Why do we model noise in linear regression but not logistic regression? The canonical probabilistic interpretation of linear regression is that $y$ is equal to $\theta^Tx$, plus a Gaussian noise random variable $\epsilon$.
However, in standard logistic regression, we don't consider noise (e.g. random bit flips with probability $p$) of the label $y$. Why is that?
 A: Short answer: we do, just implicitly.

A possibly more enlightening way of looking at things is the following.
In Ordinary Least Squares, we can consider that we do not model the errors or noise as $N(0,\sigma^2)$ distributed, but we model the observations as $N(x\beta,\sigma^2)$ distributed.
(Of course, this is precisely the same thing, just looking at it in two different ways.)
Now the analogous statement for logistic regression becomes clear: here, we model the observations as Bernoulli distributed with parameter $p(x)=\frac{1}{1+e^{-x\beta}}$.
We can flip this last way of thinking around if we want: we can indeed say that we are modeling the errors in logistic regression.
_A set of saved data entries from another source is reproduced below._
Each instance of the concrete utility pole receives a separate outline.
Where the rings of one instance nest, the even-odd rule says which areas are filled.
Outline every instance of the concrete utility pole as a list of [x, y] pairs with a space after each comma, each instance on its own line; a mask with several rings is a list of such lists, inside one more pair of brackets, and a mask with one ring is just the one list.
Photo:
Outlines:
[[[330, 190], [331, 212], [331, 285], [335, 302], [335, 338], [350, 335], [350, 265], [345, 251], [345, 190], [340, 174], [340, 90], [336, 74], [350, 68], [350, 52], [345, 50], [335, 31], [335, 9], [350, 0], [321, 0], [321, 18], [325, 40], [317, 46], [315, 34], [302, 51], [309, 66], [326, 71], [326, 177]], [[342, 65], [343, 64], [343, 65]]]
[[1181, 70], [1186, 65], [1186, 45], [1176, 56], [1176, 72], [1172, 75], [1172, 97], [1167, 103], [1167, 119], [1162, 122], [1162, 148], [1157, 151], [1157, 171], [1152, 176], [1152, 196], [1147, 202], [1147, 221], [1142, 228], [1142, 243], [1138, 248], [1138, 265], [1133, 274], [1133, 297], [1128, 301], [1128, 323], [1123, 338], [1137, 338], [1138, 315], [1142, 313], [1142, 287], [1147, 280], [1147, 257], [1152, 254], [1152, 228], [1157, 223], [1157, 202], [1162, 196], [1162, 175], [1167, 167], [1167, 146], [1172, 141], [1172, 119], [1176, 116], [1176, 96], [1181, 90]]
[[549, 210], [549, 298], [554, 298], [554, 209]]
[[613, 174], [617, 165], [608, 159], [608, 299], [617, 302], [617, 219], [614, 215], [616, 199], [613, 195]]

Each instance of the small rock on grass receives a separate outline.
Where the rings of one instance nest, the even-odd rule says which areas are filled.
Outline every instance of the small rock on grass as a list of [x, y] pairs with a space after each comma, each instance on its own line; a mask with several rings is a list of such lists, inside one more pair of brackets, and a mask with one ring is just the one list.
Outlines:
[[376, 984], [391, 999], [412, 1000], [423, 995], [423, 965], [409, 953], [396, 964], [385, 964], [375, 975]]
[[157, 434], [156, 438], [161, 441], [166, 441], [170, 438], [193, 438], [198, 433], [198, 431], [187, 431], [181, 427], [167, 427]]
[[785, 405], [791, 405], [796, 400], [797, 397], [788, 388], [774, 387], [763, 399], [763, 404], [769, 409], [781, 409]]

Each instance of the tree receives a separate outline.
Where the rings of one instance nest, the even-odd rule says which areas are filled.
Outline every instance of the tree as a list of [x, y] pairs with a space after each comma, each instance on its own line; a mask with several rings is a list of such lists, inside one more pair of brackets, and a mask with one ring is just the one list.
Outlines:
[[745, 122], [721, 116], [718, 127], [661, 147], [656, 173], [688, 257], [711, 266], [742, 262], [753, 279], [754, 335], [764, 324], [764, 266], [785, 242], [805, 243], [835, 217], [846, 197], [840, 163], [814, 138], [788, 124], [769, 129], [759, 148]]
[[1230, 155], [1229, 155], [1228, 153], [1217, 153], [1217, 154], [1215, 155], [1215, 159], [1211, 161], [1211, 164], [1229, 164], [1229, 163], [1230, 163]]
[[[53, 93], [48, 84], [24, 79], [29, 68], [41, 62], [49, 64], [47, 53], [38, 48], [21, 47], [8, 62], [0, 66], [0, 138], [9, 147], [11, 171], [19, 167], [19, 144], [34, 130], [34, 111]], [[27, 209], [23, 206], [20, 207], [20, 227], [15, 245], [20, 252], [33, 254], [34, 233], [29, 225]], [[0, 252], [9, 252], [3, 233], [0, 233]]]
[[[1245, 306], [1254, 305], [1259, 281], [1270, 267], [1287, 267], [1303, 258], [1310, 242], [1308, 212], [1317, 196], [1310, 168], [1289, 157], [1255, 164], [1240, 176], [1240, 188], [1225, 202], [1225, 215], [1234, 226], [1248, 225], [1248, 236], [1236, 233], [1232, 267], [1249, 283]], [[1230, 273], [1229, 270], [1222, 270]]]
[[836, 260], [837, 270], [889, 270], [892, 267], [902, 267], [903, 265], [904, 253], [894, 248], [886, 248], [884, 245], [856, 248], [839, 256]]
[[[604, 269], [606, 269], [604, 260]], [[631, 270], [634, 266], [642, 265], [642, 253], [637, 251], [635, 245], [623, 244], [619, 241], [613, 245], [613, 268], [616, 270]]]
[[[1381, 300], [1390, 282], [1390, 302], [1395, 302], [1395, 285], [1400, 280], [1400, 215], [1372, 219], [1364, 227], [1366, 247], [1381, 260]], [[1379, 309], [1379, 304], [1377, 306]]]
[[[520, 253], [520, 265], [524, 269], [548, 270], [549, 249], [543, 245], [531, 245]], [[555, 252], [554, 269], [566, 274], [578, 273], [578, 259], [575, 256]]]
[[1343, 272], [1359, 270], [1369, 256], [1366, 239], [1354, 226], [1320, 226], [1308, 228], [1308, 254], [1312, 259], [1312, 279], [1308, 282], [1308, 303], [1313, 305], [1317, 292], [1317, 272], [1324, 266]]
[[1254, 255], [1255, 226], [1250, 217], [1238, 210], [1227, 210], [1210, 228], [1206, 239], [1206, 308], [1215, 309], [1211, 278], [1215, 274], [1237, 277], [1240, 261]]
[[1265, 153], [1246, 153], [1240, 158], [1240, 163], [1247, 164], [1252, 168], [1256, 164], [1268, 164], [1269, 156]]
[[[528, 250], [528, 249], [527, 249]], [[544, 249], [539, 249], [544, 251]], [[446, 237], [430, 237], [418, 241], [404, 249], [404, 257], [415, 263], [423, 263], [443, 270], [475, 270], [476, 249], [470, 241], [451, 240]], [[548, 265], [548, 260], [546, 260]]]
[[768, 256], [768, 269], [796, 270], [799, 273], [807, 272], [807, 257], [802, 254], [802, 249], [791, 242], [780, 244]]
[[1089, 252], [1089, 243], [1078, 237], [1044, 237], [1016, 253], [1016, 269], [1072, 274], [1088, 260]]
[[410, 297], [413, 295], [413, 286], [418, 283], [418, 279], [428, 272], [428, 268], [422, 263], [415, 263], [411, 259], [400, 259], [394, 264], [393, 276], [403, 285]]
Namely, we are modeling them as "the difference between a Bernoulli distributed variable with parameter $p(x)$ and $p(x)$ itself".
This is just very unwieldy, and this distribution does not have a name, plus the error here depends on our independent variables $x$ (in contrast to the homoskedasticity assumption in OLS, where the error is independent of $x$), so this way of looking at things is just not used as often.
A: To supplement Stephan's answer, similar to how in linear regression the target $y$ is generated by a ''systematic'' component involving $x$ and an independent ''noise'' component,  in logistic regression (and softmax regression more generally) you can actually also think of the target $y$ as computed by the following operation involving $x$ and some noise $\epsilon$:
$$ y = \arg \max_{i \in \{0, 1\}} (\alpha_i  + \epsilon_i)$$
where $\alpha_0 = 0, \alpha_1 = \theta^T x$, and $\epsilon_0, \epsilon_1$ are both independent "noise" variables following $\text{Gumbel}(0,1)$ distribution; you can check that this way $y$ follows Bernoulli with $\mathbb{P}(y=1|x)= 1/(1+e^{-\theta^T x})$ as desired.
This way of sampling from a categorical (in this case Bernoulli) distribution is widely known as the Gumbel-max trick in machine learning: https://lips.cs.princeton.edu/the-gumbel-max-trick-for-discrete-distributions/   (The basic idea comes from the reparameterization trick. There's also a closely related Gumbel-softmax trick that essentially turns the above $\arg \max$ operation of Gumbel-max differentiable).